Create dirt – Restoration / Noise Reduction plug-ins
Ever thought of using noise-cleaning processors to create distortion? Overdriving of the noise reduction plug-ins or using extreme settings can create alien voices, distorted radio messages, or unique distortion types you can’t get with regular distortion or overdrive processors.
Want to know a great trick for pulling out a cappella or other sample elements of a CD’s track so you can mix it into different music? Just use S1 MS Matrix on the stereo track of the song to phase-invert the audio. You can have access to little portions of the vocals or other things that you could never separate from the full stereo track.

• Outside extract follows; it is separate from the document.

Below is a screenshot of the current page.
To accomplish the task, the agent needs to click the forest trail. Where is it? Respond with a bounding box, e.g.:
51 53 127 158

Of course, the end result is not stereo but mono, but this is still a great trick for DJ mixing.
Adding punch to a track – Renaissance Compressor or C1 Compressor
Use an audio track with a good take from the artist. Any type of signal will do (vocal, guitars, etc.), although this trick works better on drum tracks. Duplicate the track onto another track. Open Renaissance Compressor or C1 Compressor on the duplicate track, and apply very heavy compression: Ratio 10:1, Threshold -30dB. These settings should make the compressor “pump.” Blend this track in with the original track until you hear the “punch” of the duplicate track as it gets added to the original non-compressed track.
Guitar Doubling with SuperTap Delay
Take a mono guitar or vocal track and run it through the SuperTap Delay with the original panned 45 degrees to the left and a very short delay panned 45 degrees to the right. You might add a little extra high-end boost on the delayed signal to help give it its own character. Another way of doing this is to clone the track (with all its effects) and slide the clone in time. Using SuperTap Delay is a much more elegant and simpler solution.